APOE is a susceptibility gene for late onset Alzheimer's disease. In particular, the E4 allele is a risk factor for late-onset Alzheimer's disease. Note, however, that APOE genotyping is not fully specific or sensitive. APOE is just one of many risk factors for Alzheimer's disease (Desikan et al. 2017. PubMed ID: 28323831). Many individuals with the APOE E4/E4 genotype do not develop Alzheimer's disease during their lifetimes (Goldman et al. 2011. PubMed ID: 21577118; Bird. 2018. PubMed ID:20301340). Of note, several recent notable studies investigated APOE E4 effect on pathophysiology and therapeutic strategies (for example Koutsodendris and Rao. 2022. PubMed ID: 34460318; Raulin et al. 2022. PubMed ID: 36348357). 

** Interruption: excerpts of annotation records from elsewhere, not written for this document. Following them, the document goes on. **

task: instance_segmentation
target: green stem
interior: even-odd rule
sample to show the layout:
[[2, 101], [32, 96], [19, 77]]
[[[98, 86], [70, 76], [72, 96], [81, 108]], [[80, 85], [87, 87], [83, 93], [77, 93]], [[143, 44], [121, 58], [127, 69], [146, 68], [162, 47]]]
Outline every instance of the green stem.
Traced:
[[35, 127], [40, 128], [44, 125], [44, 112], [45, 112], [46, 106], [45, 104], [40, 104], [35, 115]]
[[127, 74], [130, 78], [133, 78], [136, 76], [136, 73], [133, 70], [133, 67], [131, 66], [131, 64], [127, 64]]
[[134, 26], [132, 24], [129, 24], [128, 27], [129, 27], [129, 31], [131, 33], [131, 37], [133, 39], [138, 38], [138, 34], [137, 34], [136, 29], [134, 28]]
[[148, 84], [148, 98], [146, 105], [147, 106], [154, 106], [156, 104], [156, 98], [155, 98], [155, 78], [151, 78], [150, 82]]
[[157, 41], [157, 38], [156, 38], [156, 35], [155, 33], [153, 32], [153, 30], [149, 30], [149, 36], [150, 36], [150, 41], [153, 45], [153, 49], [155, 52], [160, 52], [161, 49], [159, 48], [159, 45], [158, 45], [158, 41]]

Pathogenic variants in PSEN1 account for 30%-70% of early-onset familial Alzheimer's disease while pathogenic variants in APP are identified in ~15% of familial Alzheimer's disease cases. Fewer pathogenic variants are found in PSEN2, which account for about 5% of all early-onset familial Alzheimer's disease (Marcon et al. 2009. PubMed ID: 19276543; Campion et al. 1999. PubMed ID: 10441572; Wallon et al. 2012. PubMed ID: 22475797; Janssen et al. 2003. PubMed ID: 12552037).

In cohorts of autosomal dominant early-onset Alzheimer's disease, the clinical sensitivity of APP locus duplications can be roughly estimated to be 8% (Rovelet-Lecrux et al. 2006. PubMed ID: 16369530). Large deletions in PSEN1 in a large cohort of patients with autosomal dominant early-onset Alzheimer's disease is unavailable in the literature because large deletions have only been reported in individual cases. No large deletions/duplications in PSEN2 have been reported.

This panel provides 100% coverage of all coding exons of the genes listed, plus ~10 bases of flanking noncoding DNA. We define coverage as ≥20X NGS reads or Sanger sequencing.

We only report the following APOE genotypes: E4/E4, E4/E2 and E4/E3.